Weltnaturkonferenz – Vielfalt erhalten: Martha, die Wandertaube

Anlässlich der Weltnaturschutzkonferenz in Montréal beschreiben wir täglich eine bedrohte, ausgerottete oder gerettete Spezies aus dem Museum für Naturkunde Berlin.

Von Gesine Steiner

Anlässlich der Weltnaturschutzkonferenz in Montréal vom 7. bis 19. Dezember beschreiben wir in Zusammenarbeit mit dem Museum für Naturkunde Berlin (MfN) täglich eine bedrohte, ausgerottete oder gerettete Spezies aus dessen Sammlung. Ziel der Konferenz ist ein neues Weltnaturabkommen, in dem sich die Weltgemeinschaft verpflichtet, das Arten- und Lebensraumsterben bis 2030 zu stoppen. Mit den Einblicken in die Berliner Sammlung wollen wir exemplarisch zeigen, was auf dem Spiel steht. Autorin der Artikelfolge ist Gesine Steiner, Sprecherin des MfN. Heute: die Wandertaube.

14 Stunden flog der Schwarm vorbei

Die Amerikanische Wandertaube (Ectopistes migratorius) tauchte am Himmel einst in so dichten Schwärmen auf, dass die Sonne nicht mehr zu sehen war und der Vogelmist wie Schnee vom Himmel fiel, berichten Zeitzeugen. Während 1866 noch ein 14 Stunden langer Schwarm mit etwa drei Milliarden Tieren gesehen wurde, gab es in den 1880er-Jahren bereits nur noch Kolonien von etwa 10.000 Vögeln.

Anfang der 1890er-Jahre waren Schwärme mit mehreren 100 Vögeln schon selten. Die letzte freilebende Wandertaube wurde im Jahr 1900 erschossen. Am 1. September 1914 starb „Martha“ in ihrem Käfig im Zoo von Cincinnati.

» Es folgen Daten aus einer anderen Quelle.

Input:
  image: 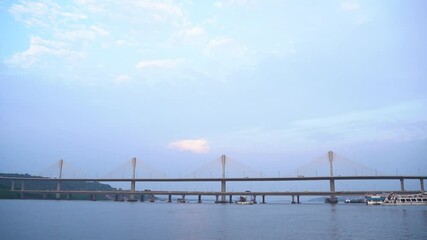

Mit der Wandertaube starb auch die Wandertaubenmilbe aus, die die Taube als Wirt nutzte. Vielleicht sitzt eine davon auch im Gefieder der Wandertaube, die in der Sammlung des Museums für Naturkunde Berlin aufbewahrt wird. Dieser Teil der Sammlung wird derzeit im Rahmen des Zukunftsplans erschlossen und in absehbarer Zukunft in dem Kontext auch in der Ausstellung zu sehen sein.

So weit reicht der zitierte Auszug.